HBASE-3868 book.xml / troubleshooting.xml - porting wiki Troubleshooting page

git-svn-id: https://svn.apache.org/repos/asf/hbase/trunk@1102420 13f79535-47bb-0310-9956-ffa450edef68
2011-05-12 18:51:10 +00:00 · 2011-05-12 18:51:10 +00:00 · 049cf7b596
parent e218325a61
commit 049cf7b596
2 changed files with 149 additions and 7 deletions
--- a/src/docbkx/book.xml
+++ b/src/docbkx/book.xml
@ -1321,8 +1321,7 @@ false
                <question><para>Are there other HBase FAQs?</para></question>
            <answer>
                <para>
-              See the FAQ that is up on the wiki, <link xlink:href="http://wiki.apache.org/hadoop/Hbase/FAQ">HBase Wiki FAQ</link>
-              as well as the <link xlink:href="http://wiki.apache.org/hadoop/Hbase/Troubleshooting">Troubleshooting</link> page.

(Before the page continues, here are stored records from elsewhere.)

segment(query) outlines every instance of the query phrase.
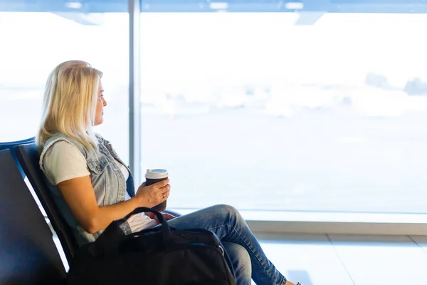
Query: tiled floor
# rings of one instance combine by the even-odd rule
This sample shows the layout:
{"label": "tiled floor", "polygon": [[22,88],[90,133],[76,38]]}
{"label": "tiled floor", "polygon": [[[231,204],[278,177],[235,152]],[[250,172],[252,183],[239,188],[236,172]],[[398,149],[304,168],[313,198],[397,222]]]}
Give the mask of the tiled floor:
{"label": "tiled floor", "polygon": [[303,285],[427,285],[427,237],[257,235],[267,256]]}
{"label": "tiled floor", "polygon": [[256,236],[279,271],[302,285],[427,285],[427,236]]}

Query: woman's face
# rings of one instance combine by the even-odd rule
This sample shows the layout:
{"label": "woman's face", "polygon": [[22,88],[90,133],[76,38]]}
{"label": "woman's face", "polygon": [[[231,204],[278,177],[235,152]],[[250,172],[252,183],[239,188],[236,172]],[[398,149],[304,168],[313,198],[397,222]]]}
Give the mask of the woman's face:
{"label": "woman's face", "polygon": [[100,125],[104,121],[104,107],[107,105],[107,101],[104,99],[104,88],[102,83],[100,80],[97,98],[96,101],[96,113],[95,115],[95,125]]}

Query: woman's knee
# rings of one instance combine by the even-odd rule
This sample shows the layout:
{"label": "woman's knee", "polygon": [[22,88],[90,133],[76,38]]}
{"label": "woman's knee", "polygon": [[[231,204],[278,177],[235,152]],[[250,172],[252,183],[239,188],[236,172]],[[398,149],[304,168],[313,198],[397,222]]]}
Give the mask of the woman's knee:
{"label": "woman's knee", "polygon": [[233,264],[238,284],[251,284],[252,264],[249,253],[241,245],[223,242],[227,254]]}
{"label": "woman's knee", "polygon": [[221,212],[222,214],[228,214],[230,215],[240,215],[240,213],[238,212],[238,210],[237,209],[236,209],[233,206],[230,206],[226,204],[217,204],[214,206],[214,207],[215,207],[218,212]]}

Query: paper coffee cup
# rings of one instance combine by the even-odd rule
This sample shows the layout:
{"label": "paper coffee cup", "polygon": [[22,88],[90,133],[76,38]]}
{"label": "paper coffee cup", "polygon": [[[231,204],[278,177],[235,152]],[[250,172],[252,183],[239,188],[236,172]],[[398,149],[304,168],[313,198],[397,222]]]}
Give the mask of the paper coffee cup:
{"label": "paper coffee cup", "polygon": [[[169,177],[169,173],[167,170],[163,169],[154,169],[154,170],[147,170],[147,172],[145,173],[145,185],[147,186],[151,185],[152,184],[154,184],[158,182],[159,181],[166,180]],[[162,203],[159,204],[157,206],[153,207],[152,209],[157,209],[157,211],[163,211],[166,209],[166,202],[165,200]]]}

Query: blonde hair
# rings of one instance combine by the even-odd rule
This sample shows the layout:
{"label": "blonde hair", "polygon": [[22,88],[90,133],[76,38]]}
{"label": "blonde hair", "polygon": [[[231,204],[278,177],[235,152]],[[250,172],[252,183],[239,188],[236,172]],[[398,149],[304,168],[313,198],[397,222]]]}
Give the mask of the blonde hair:
{"label": "blonde hair", "polygon": [[48,78],[43,110],[36,142],[39,150],[56,133],[64,134],[89,149],[97,149],[93,126],[99,81],[102,73],[83,61],[56,66]]}

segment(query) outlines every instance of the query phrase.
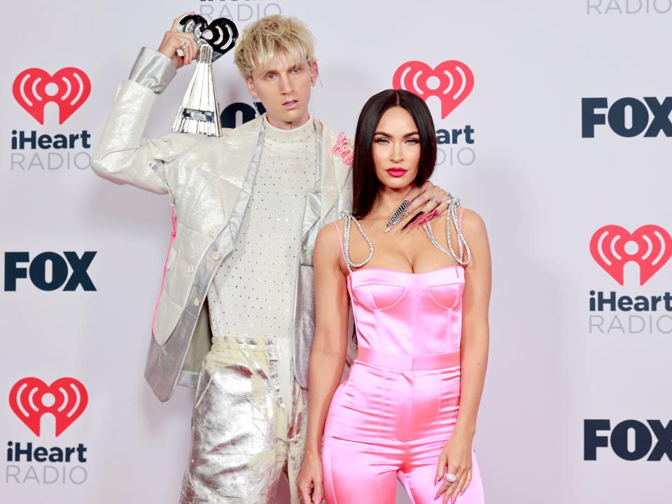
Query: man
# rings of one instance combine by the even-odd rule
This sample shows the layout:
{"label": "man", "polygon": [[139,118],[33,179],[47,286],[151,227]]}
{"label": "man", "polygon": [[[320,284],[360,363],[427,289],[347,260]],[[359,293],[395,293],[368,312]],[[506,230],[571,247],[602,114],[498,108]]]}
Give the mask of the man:
{"label": "man", "polygon": [[[156,95],[197,57],[193,38],[176,31],[181,17],[158,51],[141,50],[92,165],[117,183],[168,194],[173,207],[145,376],[162,400],[178,382],[197,386],[181,502],[269,503],[284,470],[298,503],[312,250],[318,231],[349,209],[351,157],[344,135],[308,111],[318,72],[312,35],[279,15],[248,26],[236,45],[265,114],[220,138],[144,139]],[[421,193],[407,212],[447,207],[441,189],[428,184],[410,199]]]}

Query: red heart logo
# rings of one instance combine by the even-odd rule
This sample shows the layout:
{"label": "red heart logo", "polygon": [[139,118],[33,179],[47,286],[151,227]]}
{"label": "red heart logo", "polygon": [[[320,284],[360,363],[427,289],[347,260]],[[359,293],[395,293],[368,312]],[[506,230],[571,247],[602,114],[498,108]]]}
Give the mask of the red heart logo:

+              See the FAQ that is up on the wiki, <link xlink:href="http://wiki.apache.org/hadoop/Hbase/FAQ">HBase Wiki FAQ</link>.
                </para>
            </answer>
        </qandaentry>
--- a/src/docbkx/troubleshooting.xml
+++ b/src/docbkx/troubleshooting.xml
@ -85,7 +85,7 @@
           To help debug this or confirm this is happening GC logging can be turned on in the Java virtual machine.  
          </para>
          <para>
-          To enable, in hbase-env.sh add:
+          To enable, in <filename>hbase-env.sh</filename> add:
          <programlisting> 
 export HBASE_OPTS="-XX:+UseConcMarkSweepGC -verbose:gc -XX:+PrintGCDetails -XX:+PrintGCTimeStamps -Xloggc:/home/hadoop/hbase/logs/gc-hbase.log"
          </programlisting>
@ -406,17 +406,47 @@ hadoop   17789  155 35.2 9067824 8604364 ?     S&lt;l  Mar04 9855:48 /usr/java/j
       <section xml:id="trouble.client.scantimeout">
            <title>ScannerTimeoutException</title>
            <para>This is thrown if the time between RPC calls from the client to RegionServer exceeds the scan timeout.  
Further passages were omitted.